Other officials were more blunt: "We need Pakistan to put more pressure on that border," Joint Chiefs of Staff Chairman Adm. Michael Mullen said last week, while on Friday, Secretary of State Condoleezza Rice echoed that Pakistan "need[s] to do more."
Congress, in rare bipartisan accord on foreign policy, has grown increasingly outspoken against Pakistan's preference for negotiating with tribal leaders. Current legislative proposals make any new U.S. counterterrorism aid -- the bulk of more than $10 billion Washington has provided Pakistan since 2001 -- conditional on demonstrated results.
"I'm not sure they're ready for what they're walking into," one U.S. official said in anticipation of a testy reception for Gillani from both ends of Pennsylvania Avenue.
Pakistani officials say they understand that the seven-year-old Afghan war is not going well for U.S. and NATO forces. But far from accepting blame for the worsening situation, the new government harbors its own suspicions about Washington's impatience. Some question whether the Bush administration was simply more comfortable dealing with Gen. Pervez Musharraf, who ruled Pakistan single-handedly for more than a decade, than it is with the admittedly messy democratic government that replaced him.
"The tendency in Washington is always to think about foreign rulers as 'ours' and 'not ours,' " said Husain Haqqani, Pakistan's ambassador here. "Then, when one of 'ours' is weakened, people in D.C. tend to think, 'Oh, God, there goes our policy.' "
Reports that the United States and NATO are considering the deployment of ground forces across the border from Afghanistan to raid terrorist camps in Pakistan -- an effort denied by Western military leaders -- have increased tension on both sides. "If you keep saying, 'Let's do it together -- but if you won't, then we'll do it alone,' then what you're doing is undermining the spirit of working together to begin with," Haqqani said.

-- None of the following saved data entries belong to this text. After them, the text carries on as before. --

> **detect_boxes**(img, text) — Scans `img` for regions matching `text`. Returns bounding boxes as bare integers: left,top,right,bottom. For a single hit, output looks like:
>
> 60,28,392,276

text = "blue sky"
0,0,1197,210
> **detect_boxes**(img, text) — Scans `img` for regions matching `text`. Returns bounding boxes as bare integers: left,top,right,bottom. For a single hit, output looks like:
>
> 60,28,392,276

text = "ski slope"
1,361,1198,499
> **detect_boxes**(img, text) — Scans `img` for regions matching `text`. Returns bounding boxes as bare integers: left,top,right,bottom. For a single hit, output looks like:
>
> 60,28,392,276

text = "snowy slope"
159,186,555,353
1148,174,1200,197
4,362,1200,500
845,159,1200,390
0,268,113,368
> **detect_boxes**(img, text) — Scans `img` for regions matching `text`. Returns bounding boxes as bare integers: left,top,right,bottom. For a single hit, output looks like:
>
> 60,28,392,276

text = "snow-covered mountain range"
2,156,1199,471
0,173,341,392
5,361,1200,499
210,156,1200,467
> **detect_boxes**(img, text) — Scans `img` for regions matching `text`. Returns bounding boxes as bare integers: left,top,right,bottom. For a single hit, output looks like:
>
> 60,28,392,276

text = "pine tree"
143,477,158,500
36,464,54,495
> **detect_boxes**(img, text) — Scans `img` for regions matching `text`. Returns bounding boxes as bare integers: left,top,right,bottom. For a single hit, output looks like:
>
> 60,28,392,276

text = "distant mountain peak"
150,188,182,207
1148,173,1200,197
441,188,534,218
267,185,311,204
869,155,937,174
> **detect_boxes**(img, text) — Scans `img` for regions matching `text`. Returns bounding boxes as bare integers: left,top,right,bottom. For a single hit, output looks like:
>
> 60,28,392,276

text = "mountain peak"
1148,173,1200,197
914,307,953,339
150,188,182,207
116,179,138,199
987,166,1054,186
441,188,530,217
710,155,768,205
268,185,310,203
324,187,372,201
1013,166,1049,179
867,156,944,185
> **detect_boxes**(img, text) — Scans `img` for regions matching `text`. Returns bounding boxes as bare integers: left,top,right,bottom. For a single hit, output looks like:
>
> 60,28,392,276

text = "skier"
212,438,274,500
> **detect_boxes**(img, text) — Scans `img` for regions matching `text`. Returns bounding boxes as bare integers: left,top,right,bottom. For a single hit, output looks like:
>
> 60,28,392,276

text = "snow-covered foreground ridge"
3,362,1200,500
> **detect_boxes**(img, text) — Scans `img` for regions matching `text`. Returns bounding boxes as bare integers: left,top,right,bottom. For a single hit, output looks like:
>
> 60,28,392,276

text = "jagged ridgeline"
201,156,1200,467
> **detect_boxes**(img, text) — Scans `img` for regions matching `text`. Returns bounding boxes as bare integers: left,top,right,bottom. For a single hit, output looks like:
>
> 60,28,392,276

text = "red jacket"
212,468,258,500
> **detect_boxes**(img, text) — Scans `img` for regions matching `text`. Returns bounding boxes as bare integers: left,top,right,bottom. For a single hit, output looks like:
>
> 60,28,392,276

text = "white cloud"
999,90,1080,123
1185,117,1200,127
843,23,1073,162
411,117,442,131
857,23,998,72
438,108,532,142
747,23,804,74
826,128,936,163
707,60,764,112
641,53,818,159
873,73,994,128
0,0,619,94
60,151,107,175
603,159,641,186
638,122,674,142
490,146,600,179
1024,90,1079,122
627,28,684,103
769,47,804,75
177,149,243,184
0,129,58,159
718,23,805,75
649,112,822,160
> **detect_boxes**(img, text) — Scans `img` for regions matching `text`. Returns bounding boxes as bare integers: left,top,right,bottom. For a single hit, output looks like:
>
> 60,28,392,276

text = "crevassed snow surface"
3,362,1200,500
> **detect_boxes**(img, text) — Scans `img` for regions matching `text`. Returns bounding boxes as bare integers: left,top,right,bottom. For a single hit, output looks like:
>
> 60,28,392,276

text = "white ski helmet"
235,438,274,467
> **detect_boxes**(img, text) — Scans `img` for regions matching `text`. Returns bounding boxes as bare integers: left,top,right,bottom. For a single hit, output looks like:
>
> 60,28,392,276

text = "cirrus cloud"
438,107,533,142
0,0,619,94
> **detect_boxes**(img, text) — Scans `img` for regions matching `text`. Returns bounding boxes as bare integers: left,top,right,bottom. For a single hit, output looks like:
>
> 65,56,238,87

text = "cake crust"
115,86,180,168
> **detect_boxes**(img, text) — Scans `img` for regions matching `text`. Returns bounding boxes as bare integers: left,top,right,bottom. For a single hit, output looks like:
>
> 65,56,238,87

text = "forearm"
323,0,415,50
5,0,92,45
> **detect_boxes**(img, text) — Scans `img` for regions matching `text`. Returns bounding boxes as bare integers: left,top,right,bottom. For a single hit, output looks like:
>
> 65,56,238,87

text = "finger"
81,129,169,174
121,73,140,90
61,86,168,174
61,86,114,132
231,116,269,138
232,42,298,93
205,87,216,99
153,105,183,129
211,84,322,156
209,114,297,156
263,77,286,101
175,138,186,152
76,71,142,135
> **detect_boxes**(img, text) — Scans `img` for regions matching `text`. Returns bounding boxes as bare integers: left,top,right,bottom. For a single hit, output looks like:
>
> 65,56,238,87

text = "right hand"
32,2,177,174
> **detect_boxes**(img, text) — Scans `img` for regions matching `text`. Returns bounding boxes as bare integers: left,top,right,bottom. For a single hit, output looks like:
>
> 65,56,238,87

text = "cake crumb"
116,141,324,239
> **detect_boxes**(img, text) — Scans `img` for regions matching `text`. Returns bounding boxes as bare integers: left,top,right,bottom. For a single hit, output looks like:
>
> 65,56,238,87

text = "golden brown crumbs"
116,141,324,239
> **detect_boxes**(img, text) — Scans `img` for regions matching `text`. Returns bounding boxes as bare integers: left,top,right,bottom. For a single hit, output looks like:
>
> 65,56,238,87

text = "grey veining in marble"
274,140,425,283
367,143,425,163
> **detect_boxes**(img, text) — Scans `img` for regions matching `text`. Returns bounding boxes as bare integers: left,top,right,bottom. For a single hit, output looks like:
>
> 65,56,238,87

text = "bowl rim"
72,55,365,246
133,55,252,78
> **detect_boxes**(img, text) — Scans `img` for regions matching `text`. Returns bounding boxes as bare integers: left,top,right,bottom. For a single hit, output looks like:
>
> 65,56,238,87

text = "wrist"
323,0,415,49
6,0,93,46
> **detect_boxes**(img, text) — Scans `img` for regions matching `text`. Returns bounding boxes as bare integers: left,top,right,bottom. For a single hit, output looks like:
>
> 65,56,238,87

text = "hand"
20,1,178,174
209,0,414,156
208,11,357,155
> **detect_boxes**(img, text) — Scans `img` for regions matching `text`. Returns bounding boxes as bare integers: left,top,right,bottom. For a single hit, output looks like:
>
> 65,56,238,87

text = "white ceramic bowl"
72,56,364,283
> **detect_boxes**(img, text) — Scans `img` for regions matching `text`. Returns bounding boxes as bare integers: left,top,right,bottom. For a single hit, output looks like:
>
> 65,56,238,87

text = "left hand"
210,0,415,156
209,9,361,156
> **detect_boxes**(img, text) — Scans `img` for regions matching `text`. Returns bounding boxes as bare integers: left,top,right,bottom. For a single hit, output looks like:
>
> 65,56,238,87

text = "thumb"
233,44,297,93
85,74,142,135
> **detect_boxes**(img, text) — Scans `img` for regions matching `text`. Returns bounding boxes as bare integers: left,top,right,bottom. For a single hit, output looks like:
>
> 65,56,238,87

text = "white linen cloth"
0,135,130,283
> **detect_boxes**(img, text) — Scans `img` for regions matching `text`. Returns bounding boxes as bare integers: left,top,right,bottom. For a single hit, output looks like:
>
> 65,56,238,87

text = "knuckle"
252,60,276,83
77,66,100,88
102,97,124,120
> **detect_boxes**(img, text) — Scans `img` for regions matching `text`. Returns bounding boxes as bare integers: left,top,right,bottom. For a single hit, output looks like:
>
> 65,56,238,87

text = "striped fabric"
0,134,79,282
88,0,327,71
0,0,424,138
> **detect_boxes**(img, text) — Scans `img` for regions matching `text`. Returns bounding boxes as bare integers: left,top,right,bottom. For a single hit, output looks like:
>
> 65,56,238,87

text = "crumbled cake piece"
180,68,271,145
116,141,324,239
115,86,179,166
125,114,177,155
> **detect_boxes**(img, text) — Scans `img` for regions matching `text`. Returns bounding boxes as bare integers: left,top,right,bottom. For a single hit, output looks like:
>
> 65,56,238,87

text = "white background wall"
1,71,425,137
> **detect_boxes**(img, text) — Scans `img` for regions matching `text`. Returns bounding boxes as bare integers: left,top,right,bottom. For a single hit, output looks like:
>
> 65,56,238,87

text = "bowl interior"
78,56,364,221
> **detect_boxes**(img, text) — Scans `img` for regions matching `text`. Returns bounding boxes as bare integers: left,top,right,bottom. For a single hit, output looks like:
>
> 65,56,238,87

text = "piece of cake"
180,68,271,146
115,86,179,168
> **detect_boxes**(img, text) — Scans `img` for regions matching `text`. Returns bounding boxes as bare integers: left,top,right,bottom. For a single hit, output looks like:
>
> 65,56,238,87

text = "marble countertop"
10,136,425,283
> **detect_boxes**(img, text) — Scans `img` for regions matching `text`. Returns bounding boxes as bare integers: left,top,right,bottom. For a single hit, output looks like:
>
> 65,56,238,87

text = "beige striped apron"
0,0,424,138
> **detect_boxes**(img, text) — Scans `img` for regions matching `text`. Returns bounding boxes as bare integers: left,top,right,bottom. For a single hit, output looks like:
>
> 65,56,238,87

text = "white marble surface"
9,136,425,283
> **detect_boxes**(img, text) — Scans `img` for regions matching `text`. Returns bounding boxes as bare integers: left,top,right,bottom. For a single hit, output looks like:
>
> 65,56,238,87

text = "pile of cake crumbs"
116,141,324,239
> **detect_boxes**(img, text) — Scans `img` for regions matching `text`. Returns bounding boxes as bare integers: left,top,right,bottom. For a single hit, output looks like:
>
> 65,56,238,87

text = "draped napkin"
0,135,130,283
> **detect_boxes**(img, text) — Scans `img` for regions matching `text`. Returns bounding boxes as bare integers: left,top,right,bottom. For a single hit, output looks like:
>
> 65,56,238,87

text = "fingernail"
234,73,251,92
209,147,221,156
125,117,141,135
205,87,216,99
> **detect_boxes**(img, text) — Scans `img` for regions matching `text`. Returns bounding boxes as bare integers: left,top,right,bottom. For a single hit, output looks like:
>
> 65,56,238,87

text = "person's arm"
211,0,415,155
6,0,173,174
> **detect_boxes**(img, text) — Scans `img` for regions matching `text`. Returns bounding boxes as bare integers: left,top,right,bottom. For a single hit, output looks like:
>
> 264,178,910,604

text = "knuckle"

Daniel Markey, a Pakistan expert at the Council on Foreign Relations, said: "We need to be very sensitive to the fact that Pakistan doesn't see the world exactly the same way we do. They don't see the threats the same way that we do."
Pakistan's worldview includes an ongoing threat from India, against which it has armed itself with nuclear weapons and a large conventional military force. Afghanistan, with close Indian ties, is seen more as an adversary than an ally. The Taliban, whose fighters are drawn from the Pashtun ethnic group that spans the Afghan-Pakistani border, came to life in the 1990s as an ally in keeping Pakistan's neighbors at bay.
Peace with the tribal leaders along the frontier -- where terrorist groups maintain headquarters and training facilities out of reach of U.S. and NATO forces -- has been kept by Islamabad for decades with a hands-off policy under which the tribes govern themselves. And while Musharraf may have been willing to bend those realities in exchange for massive aid and pressure from the United States, the new Pakistani leaders say they must tread more carefully. A misstep could lead to a collapse of the coalition or even a military coup.